Despite these solutions, I still implore President Trump — since he seems to be in a pardoning mood — to commute the sentence of Matthew Charles. And please consider others like him, who were convicted of nonviolent offenses and who now have a sincere interest in helping those around them.

Doing so obviously entails risk. If someone with a commuted sentence commits another crime, the president will be criticized. Yet President Trump has repeatedly demonstrated he is not averse to taking risks, political or otherwise, when the cause is right and in the best interest of our nation. Some may say his posthumous pardon of boxing champion Jack Johnson was insincere pandering, but it was actually a long overdue act of mercy by a man committed to righting a wrong.

It’s a far cry from creating a culture of permissiveness fostering an escalation of bad behavior.

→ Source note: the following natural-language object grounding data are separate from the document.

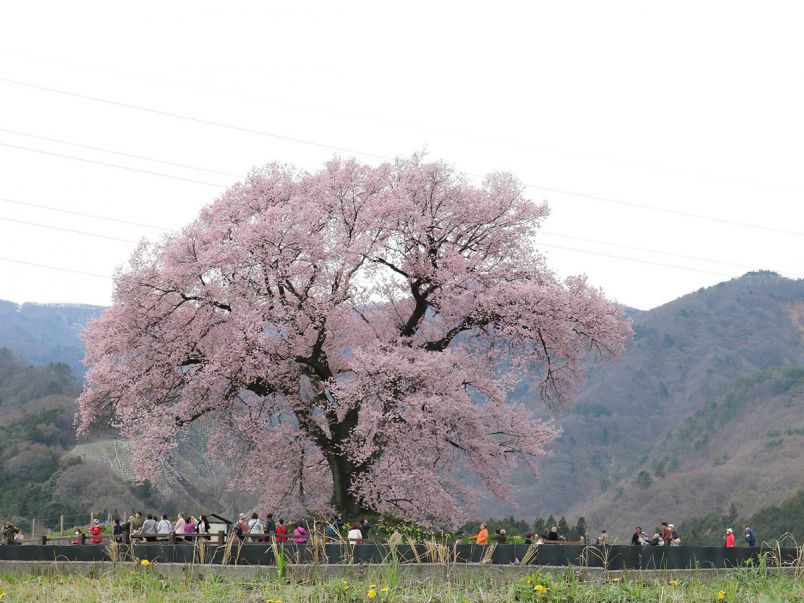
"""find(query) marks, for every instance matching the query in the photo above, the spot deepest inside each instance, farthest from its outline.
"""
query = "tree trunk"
(342, 473)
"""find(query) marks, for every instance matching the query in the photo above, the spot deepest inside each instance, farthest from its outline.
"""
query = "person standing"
(95, 531)
(482, 536)
(117, 531)
(667, 534)
(281, 531)
(136, 523)
(164, 528)
(179, 527)
(149, 528)
(300, 533)
(9, 532)
(254, 527)
(270, 527)
(364, 527)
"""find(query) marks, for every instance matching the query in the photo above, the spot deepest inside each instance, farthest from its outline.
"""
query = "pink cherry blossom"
(358, 331)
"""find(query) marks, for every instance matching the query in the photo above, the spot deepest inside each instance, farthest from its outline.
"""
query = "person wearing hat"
(482, 536)
(95, 531)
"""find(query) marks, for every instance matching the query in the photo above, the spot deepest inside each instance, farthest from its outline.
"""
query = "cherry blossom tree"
(358, 331)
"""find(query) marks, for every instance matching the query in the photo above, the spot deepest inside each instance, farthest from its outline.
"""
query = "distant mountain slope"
(44, 333)
(683, 355)
(686, 424)
(743, 448)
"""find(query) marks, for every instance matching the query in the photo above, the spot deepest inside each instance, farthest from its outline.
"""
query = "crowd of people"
(667, 536)
(11, 533)
(252, 528)
(152, 528)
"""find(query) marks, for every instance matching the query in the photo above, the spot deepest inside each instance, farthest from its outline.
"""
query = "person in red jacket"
(482, 535)
(281, 530)
(95, 532)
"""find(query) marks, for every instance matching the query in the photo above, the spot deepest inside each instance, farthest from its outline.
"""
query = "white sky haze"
(667, 137)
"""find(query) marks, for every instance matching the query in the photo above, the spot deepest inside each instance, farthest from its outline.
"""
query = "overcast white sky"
(687, 107)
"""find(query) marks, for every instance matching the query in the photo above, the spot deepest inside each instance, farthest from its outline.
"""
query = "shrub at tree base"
(357, 330)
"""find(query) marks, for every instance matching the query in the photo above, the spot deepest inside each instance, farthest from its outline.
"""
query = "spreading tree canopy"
(357, 330)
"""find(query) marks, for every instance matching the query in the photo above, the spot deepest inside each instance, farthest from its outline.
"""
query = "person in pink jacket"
(300, 534)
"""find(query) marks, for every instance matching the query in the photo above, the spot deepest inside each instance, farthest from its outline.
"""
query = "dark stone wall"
(616, 557)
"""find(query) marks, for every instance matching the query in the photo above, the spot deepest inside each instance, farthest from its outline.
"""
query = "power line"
(199, 120)
(114, 165)
(543, 232)
(675, 266)
(385, 157)
(83, 214)
(400, 123)
(70, 230)
(47, 266)
(121, 153)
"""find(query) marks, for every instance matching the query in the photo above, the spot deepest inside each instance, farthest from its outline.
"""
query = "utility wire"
(596, 253)
(199, 120)
(114, 165)
(401, 123)
(543, 232)
(121, 153)
(70, 230)
(49, 267)
(588, 240)
(385, 157)
(83, 214)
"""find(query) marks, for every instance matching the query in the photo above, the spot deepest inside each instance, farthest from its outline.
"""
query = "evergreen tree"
(580, 528)
(539, 525)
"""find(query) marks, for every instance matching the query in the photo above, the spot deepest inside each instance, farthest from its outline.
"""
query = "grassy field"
(147, 584)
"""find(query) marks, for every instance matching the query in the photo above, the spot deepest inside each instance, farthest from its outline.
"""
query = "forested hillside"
(701, 423)
(37, 480)
(703, 381)
(44, 333)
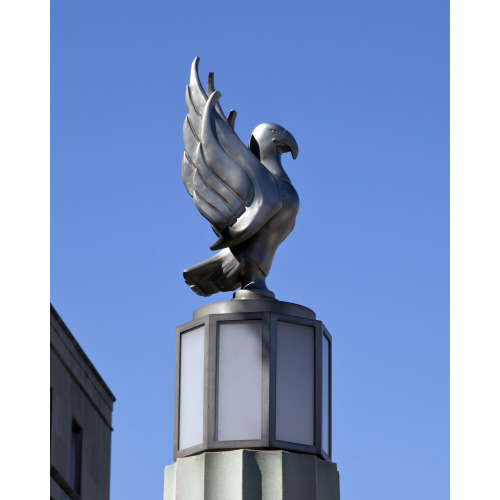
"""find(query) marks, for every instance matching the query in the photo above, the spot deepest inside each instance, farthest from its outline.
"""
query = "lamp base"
(251, 475)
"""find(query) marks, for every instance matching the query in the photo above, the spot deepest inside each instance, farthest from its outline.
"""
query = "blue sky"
(364, 88)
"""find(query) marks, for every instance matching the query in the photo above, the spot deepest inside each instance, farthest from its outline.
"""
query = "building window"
(76, 458)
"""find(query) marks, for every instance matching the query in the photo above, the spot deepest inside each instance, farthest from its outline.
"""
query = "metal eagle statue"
(242, 191)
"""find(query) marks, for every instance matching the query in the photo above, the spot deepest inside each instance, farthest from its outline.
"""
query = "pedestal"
(251, 475)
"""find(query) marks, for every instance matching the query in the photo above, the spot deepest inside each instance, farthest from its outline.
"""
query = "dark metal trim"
(269, 358)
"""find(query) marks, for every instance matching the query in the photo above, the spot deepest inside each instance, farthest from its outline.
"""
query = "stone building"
(80, 420)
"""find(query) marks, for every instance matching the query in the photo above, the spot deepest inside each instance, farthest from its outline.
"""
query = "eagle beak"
(288, 142)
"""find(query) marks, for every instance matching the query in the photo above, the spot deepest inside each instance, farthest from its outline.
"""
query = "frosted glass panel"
(295, 383)
(191, 388)
(239, 381)
(325, 397)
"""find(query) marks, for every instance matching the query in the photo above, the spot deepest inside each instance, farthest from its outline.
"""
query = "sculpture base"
(251, 475)
(253, 295)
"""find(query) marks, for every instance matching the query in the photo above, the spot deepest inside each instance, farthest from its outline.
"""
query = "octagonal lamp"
(254, 375)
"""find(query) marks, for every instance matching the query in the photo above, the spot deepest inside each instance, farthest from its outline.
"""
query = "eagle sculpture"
(243, 192)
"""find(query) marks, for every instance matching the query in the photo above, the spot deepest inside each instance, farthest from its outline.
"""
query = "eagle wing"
(229, 185)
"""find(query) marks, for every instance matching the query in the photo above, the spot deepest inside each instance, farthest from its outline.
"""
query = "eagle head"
(270, 139)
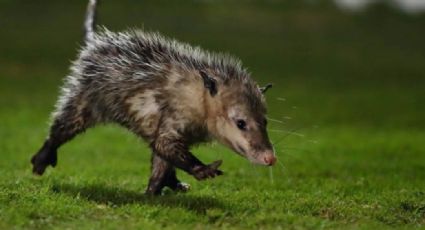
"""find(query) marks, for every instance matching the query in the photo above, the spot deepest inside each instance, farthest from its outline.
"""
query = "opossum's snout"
(266, 158)
(246, 134)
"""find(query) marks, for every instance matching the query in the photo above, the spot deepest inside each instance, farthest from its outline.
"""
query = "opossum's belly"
(144, 113)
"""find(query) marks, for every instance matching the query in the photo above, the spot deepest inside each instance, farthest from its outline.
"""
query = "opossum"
(169, 93)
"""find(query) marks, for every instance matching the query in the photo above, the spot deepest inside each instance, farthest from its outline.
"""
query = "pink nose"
(270, 159)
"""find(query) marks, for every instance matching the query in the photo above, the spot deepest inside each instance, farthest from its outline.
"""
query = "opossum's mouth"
(263, 159)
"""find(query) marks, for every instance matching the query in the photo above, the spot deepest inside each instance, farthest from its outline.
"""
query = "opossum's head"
(237, 116)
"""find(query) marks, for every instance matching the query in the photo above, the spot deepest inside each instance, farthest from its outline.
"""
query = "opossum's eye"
(265, 88)
(241, 124)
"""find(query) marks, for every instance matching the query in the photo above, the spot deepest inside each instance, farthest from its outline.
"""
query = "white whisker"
(275, 120)
(288, 132)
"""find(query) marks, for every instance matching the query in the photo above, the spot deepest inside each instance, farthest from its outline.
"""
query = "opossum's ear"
(265, 88)
(209, 83)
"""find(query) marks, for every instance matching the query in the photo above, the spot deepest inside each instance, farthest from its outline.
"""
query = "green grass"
(351, 86)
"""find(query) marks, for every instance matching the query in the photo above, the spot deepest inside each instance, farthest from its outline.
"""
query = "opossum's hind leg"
(72, 119)
(164, 175)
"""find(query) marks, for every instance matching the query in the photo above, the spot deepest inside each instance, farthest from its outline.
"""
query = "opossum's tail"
(90, 21)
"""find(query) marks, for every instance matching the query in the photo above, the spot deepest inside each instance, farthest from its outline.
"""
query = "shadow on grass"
(104, 194)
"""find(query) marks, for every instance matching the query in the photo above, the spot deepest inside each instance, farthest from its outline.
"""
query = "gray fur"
(156, 88)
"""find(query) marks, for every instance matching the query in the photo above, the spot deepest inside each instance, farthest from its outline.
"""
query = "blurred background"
(347, 107)
(343, 62)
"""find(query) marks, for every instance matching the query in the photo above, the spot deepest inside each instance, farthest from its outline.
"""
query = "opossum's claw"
(207, 171)
(215, 164)
(182, 187)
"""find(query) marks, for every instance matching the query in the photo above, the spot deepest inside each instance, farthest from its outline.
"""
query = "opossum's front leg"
(177, 153)
(163, 174)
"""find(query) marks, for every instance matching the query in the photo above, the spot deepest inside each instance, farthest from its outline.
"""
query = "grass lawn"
(349, 93)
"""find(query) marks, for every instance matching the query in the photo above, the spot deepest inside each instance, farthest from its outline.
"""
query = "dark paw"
(182, 187)
(41, 161)
(207, 171)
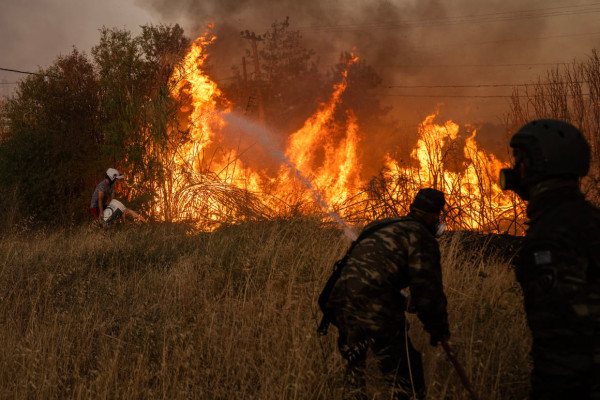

During a recent Project 21 meeting with Secretary of Housing and Urban Development Ben Carson, he spoke to us about taking the culture of his agency off of buildings and focusing on people. I’d like to see that same vision for our prison system. The focus should not be on keeping the prisons full, but on emptying them of those who have earned mercy. This leaves ample space for wanton predators lacking a regard for American society.

Project 21 Co-Chairman Council Nedd II — “America’s Constable” — is a serving Pennsylvania state constable and a bishop in the Anglican Church. He is the rector of St. Alban’s in Pine Grove Mills, Pennsylvania.


The views and opinions expressed in this commentary are those of the author and do not reflect the official position of The Daily Caller.